Certes, il est fréquent que nous nous adressions à eux sur le mode de la conversation courante, ce qui n’est pas la même chose que leur donner des consignes telles que « Assis » ou « Ici » ; nous leur parlons alors normalement, comme à un autre adulte ou à un enfant. Une enquête sur les rapports entre hommes et chiens révèle que 96 % des gens agissent ainsi. La quasi-totalité des personnes interrogées reconnaissent saluer systématiquement leur chien quand elles rentrent à la maison, ou lui dire au revoir avant de partir. Spontanément, elles le félicitent pour son intelligence, le couvrent de compliments, ou lui expriment à l’aide de mots de tous les jours ce qu’elles pensent de son comportement selon qu’elles le trouvent stupide, vilain, irremplaçable ou drôle. Ces remarques donnent parfois lieu à de vrais petits discours, par exemple : « Non mais, tu as vu ce bazar ? Tu as de la chance que ce ne soit pas maman qui soit tombée là-dessus ! Elle se serait fâchée très fort, tu sais. » Beaucoup aussi admettent demander souvent à leur chien son avis sur une idée le concernant au premier chef, qu’il s’agisse de lui proposer une promenade (« Ça te dirait d’aller faire un tour ? »), ou quelque chose à se mettre sous la dent (« Tu n’as pas une petite faim ? »).

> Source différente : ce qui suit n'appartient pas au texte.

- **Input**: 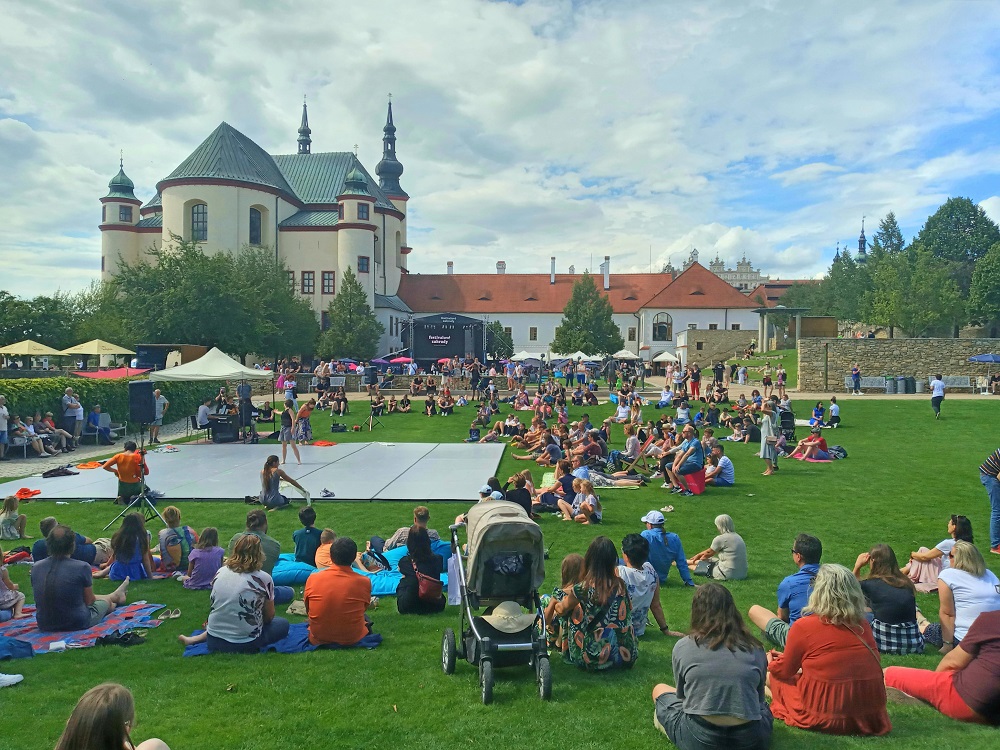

Ce type de communication entre humains et chiens prend parfois des tours surprenants. La grande majorité des personnes interrogées dans l’enquête citée ci-dessus avouent qu’il leur arrive de temps à autre de poser à leurs chiens des questions auxquelles ils ne peuvent évidemment pas répondre ou dont ils se fichent éperdument, par exemple : « Tu crois qu’il va pleuvoir, aujourd’hui ? », ou bien : « Tu penses que Sally arrivera à me pardonner pour ce que je lui ai dit ? » L’échange alors s’apparente à un monologue, où le bipède s’occupe seul de meubler le silence en profitant de la présence rassurante de la bête.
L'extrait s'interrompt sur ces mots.